Kariuki t/a Savannah Land Surveyors v Kamwati [2023] KEELC 22217 (KLR)
Full Case Text
Kariuki t/a Savannah Land Surveyors v Kamwati (Environment & Land Case 142 of 2022) [2023] KEELC 22217 (KLR) (23 November 2023) (Ruling)
Neutral citation: [2023] KEELC 22217 (KLR)
Republic of Kenya
In the Environment and Land Court at Thika
Environment & Land Case 142 of 2022
BM Eboso, J
November 23, 2023
Between
Francis Murigih Kariuki T/A Savannah Land Surveyors
Plaintiff
and
John Ndichu Kamwati
Defendant
Ruling
1. Falling for determination in this ruling is the notice of motion dated 22/11/2022, brought by Francis Murigih Kariuki [the applicant]. Through the motion, the applicant seeks: (i) an order directing the Ruiru Land Registrar to register a restriction barring further dealings in the land register relating to land parcel number Ruiru/Ruiru East Block 1/7308 [hereinafter referred to as ‘the suit property’] pending the hearing and determination of this case; and (ii) an interim injunction restraining the respondent either by himself, his agents or servants from dealing with, encroaching on, trespassing on, or interfering with the plaintiff’s legal, contractual, equitable interests and/or rights of quiet possession, occupation and enjoyment of the suit property pending the hearing and determination of this case. The application was premised on the grounds outlined in the motion and in the applicant’s supporting affidavit sworn on 22/11/2022. It was canvassed through written submissions dated 22/9/2023, filed by M/s Wakahiu Mbugua & Company Advocates.

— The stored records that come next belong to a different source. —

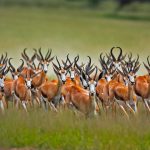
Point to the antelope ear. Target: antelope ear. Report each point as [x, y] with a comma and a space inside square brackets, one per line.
[38, 57]
[100, 75]
[76, 70]
[6, 71]
[51, 59]
[83, 75]
[55, 67]
[146, 67]
[56, 72]
[120, 72]
[137, 68]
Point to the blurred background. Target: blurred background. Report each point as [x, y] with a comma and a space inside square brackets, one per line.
[85, 27]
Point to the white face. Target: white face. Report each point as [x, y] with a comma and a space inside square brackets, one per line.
[28, 82]
[108, 77]
[2, 82]
[92, 87]
[131, 78]
[72, 75]
[117, 65]
[85, 85]
[45, 67]
[63, 77]
[15, 77]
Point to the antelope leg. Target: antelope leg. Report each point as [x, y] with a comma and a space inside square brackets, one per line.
[127, 103]
[53, 106]
[146, 104]
[24, 105]
[2, 105]
[124, 111]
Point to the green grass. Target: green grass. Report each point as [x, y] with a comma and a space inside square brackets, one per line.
[74, 31]
[46, 130]
[87, 32]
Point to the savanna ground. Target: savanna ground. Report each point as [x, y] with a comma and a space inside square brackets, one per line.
[74, 31]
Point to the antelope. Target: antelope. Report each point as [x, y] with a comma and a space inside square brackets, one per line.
[3, 71]
[29, 62]
[142, 86]
[38, 80]
[50, 91]
[22, 87]
[3, 60]
[85, 100]
[115, 63]
[124, 94]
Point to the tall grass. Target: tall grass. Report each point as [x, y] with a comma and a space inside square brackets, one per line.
[47, 130]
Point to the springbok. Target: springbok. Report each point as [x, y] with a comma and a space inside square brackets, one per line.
[142, 86]
[50, 91]
[22, 87]
[125, 93]
[3, 71]
[85, 100]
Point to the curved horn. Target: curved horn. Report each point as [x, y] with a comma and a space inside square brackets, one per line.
[148, 61]
[120, 54]
[5, 58]
[1, 59]
[12, 67]
[19, 69]
[58, 62]
[6, 71]
[25, 54]
[95, 73]
[88, 65]
[41, 54]
[3, 68]
[111, 52]
[47, 54]
[68, 59]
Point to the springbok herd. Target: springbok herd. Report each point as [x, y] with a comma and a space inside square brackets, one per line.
[81, 87]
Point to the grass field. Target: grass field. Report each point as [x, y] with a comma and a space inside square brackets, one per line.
[86, 32]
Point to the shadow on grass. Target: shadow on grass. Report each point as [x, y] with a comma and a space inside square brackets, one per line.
[126, 17]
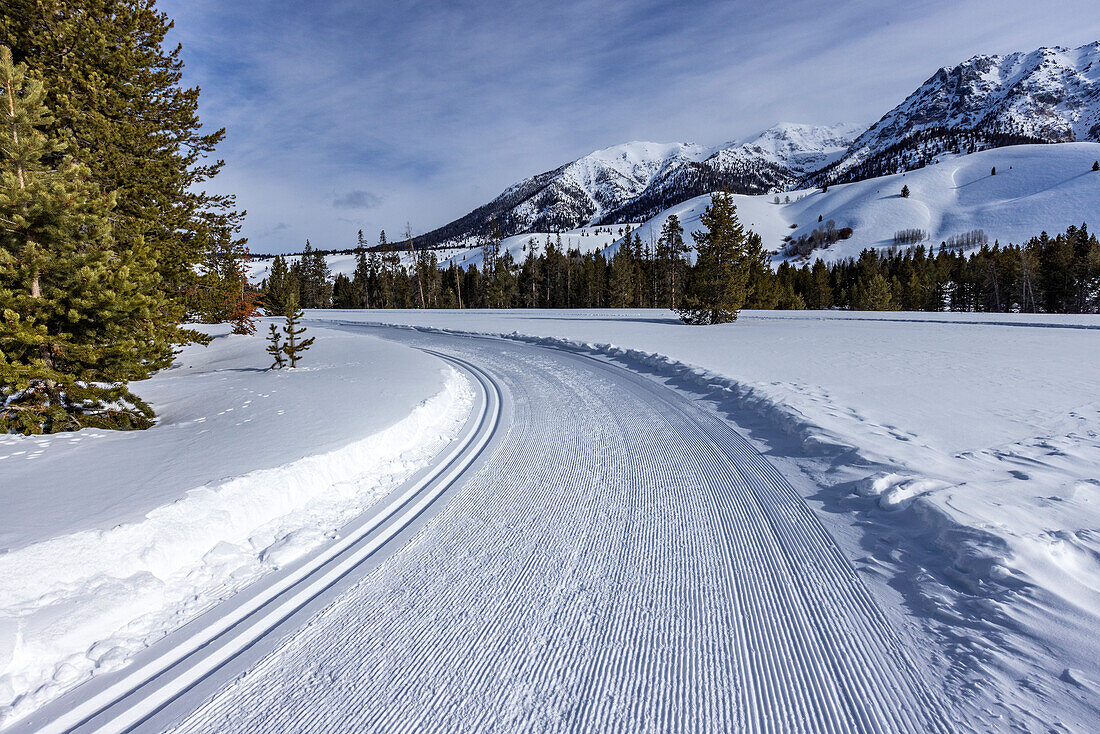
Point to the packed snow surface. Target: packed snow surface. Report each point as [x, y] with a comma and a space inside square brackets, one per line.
[955, 456]
[623, 561]
[1035, 188]
[114, 538]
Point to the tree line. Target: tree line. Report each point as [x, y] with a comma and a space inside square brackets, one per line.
[108, 241]
[732, 271]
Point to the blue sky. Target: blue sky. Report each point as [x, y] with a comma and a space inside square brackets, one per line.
[347, 114]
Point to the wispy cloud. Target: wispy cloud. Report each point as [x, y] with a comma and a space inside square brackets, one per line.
[439, 106]
[356, 199]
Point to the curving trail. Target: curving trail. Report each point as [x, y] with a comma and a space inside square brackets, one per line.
[619, 560]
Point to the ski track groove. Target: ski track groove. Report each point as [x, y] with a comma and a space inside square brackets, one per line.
[624, 561]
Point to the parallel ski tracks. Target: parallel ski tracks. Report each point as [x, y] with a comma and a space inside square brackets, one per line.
[206, 645]
[624, 560]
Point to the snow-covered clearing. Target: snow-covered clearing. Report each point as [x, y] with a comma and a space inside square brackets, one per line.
[955, 456]
[111, 539]
[1035, 187]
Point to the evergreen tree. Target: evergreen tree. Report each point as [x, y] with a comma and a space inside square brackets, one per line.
[278, 287]
[620, 278]
[113, 87]
[294, 348]
[364, 274]
[875, 295]
[275, 348]
[77, 314]
[671, 263]
[718, 285]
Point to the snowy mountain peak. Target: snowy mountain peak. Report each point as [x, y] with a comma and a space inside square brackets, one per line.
[634, 181]
[795, 146]
[1049, 95]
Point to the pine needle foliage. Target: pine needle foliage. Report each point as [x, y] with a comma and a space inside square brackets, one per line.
[294, 347]
[77, 311]
[719, 282]
[275, 348]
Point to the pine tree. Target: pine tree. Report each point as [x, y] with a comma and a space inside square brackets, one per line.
[294, 348]
[277, 287]
[77, 314]
[113, 87]
[275, 348]
[718, 285]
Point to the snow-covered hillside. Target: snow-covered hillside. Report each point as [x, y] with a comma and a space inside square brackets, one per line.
[1049, 95]
[1036, 188]
[636, 179]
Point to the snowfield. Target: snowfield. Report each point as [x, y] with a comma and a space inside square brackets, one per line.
[956, 457]
[111, 539]
[1048, 184]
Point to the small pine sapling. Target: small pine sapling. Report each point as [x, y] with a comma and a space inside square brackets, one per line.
[293, 348]
[275, 349]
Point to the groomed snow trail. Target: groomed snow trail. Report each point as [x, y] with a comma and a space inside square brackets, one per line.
[620, 560]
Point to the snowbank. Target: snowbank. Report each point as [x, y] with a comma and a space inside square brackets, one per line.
[955, 456]
[328, 442]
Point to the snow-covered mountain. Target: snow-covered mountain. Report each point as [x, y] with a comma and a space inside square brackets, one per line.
[1036, 188]
[1047, 96]
[638, 179]
[1051, 96]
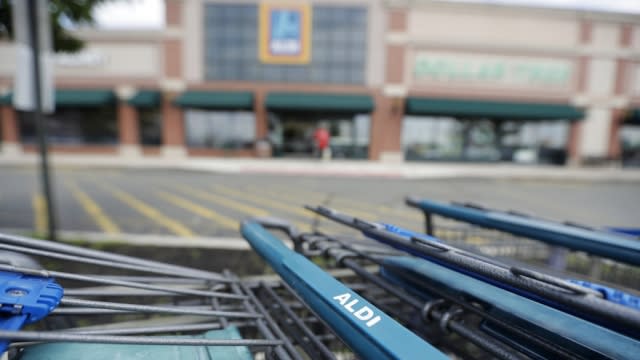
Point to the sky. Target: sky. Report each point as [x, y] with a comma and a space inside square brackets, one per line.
[149, 14]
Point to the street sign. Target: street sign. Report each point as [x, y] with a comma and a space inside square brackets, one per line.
[24, 97]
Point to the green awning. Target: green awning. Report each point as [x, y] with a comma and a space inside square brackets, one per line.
[6, 99]
[84, 97]
[146, 99]
[319, 102]
[632, 117]
[216, 100]
[75, 97]
[491, 109]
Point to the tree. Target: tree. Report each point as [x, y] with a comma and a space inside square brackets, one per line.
[70, 12]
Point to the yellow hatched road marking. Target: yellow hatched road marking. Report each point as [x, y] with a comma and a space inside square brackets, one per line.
[318, 201]
[93, 209]
[232, 204]
[199, 210]
[264, 201]
[40, 221]
[174, 226]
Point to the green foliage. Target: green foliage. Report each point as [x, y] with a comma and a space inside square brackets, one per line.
[74, 12]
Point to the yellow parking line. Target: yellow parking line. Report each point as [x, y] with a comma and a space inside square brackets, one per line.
[174, 226]
[264, 201]
[40, 221]
[93, 209]
[232, 204]
[199, 210]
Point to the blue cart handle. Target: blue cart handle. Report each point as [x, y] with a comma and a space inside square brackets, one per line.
[369, 332]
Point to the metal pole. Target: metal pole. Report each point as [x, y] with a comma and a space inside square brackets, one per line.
[40, 124]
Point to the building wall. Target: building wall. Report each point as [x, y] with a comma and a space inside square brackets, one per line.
[419, 48]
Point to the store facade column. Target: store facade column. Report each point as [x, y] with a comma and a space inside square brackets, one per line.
[574, 156]
[10, 131]
[128, 124]
[386, 129]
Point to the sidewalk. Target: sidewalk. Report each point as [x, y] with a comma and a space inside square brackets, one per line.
[336, 168]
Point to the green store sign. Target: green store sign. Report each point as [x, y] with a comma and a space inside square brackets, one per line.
[492, 70]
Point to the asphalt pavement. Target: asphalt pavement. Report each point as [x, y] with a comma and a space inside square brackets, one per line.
[190, 204]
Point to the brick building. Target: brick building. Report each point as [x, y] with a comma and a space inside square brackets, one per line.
[391, 80]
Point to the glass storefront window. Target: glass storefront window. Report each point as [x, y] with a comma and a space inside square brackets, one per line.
[74, 126]
[451, 139]
[220, 129]
[291, 134]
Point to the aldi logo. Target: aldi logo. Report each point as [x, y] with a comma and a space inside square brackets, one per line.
[285, 33]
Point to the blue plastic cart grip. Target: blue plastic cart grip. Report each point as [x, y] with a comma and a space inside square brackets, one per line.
[369, 332]
[25, 299]
[611, 294]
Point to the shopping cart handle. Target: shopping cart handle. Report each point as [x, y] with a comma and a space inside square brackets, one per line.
[369, 332]
[25, 299]
[615, 247]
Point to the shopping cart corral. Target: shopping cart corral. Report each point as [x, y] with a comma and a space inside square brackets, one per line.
[605, 255]
[386, 293]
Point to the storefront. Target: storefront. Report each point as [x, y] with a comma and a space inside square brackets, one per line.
[293, 119]
[472, 130]
[629, 137]
[83, 117]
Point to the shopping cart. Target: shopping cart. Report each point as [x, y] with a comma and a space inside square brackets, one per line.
[388, 293]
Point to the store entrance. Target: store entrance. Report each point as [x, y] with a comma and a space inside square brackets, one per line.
[292, 134]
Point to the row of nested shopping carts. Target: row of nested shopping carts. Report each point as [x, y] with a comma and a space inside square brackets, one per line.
[476, 284]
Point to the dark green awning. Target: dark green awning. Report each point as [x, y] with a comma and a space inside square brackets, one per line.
[75, 97]
[492, 109]
[84, 97]
[632, 117]
[319, 102]
[145, 99]
[216, 100]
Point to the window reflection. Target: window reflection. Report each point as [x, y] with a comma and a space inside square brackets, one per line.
[220, 129]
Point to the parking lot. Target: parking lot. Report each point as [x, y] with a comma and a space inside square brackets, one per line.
[195, 204]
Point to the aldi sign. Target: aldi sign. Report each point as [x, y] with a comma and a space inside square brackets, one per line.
[285, 33]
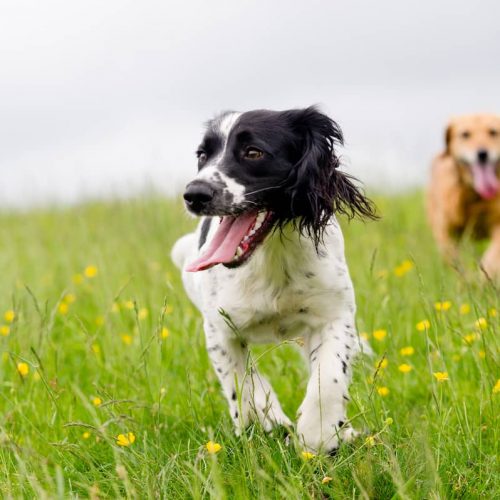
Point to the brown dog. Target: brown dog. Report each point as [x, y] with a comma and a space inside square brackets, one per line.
[464, 193]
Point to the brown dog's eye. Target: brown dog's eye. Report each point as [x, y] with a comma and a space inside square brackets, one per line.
[253, 154]
[202, 157]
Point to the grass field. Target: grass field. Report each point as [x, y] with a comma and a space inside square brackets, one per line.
[99, 340]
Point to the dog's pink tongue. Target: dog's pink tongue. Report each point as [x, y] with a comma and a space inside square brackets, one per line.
[225, 242]
[486, 182]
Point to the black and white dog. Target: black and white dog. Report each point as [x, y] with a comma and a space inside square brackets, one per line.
[270, 254]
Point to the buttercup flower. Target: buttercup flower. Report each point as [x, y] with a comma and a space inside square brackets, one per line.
[441, 376]
[370, 441]
[90, 271]
[125, 439]
[423, 325]
[442, 306]
[63, 308]
[23, 369]
[213, 448]
[383, 391]
[9, 316]
[127, 339]
[379, 335]
[407, 351]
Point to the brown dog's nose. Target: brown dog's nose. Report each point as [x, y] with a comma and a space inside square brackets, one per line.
[482, 156]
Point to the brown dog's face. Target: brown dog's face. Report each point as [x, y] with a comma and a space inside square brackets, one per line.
[474, 142]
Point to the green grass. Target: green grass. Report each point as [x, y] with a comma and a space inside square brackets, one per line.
[443, 440]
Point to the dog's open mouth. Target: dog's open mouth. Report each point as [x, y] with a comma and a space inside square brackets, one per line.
[235, 240]
[485, 180]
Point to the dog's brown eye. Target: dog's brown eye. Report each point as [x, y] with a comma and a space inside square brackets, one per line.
[202, 157]
[253, 154]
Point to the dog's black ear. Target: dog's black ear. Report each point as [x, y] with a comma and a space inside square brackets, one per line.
[316, 187]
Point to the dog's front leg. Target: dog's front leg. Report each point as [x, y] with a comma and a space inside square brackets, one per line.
[322, 414]
[250, 396]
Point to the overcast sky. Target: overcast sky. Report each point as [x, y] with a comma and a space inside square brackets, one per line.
[107, 97]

2. The case of the applicant is that he entered into a sale agreement dated 14/1/2020 with the respondent, for purchase of the suit property at Kshs 18,000,000. The suit property was initially referred to as Plot “E”, measuring approximately 50 by 100 feet and was a subdivision from land parcel number Ruiru/Ruiru East Block 1/1339. The applicant contends that he paid Kshs 5,000,000 upon execution of the agreement. On 13/2/2020, he paid an additional Kshs 5,000,000 which was agreed to be paid within 60 days from the date of execution of the sale agreement. The balance of Kshs 8,000,000 was to be paid within twelve (12) months in exchange of a title deed to the suit property in the applicant’s name.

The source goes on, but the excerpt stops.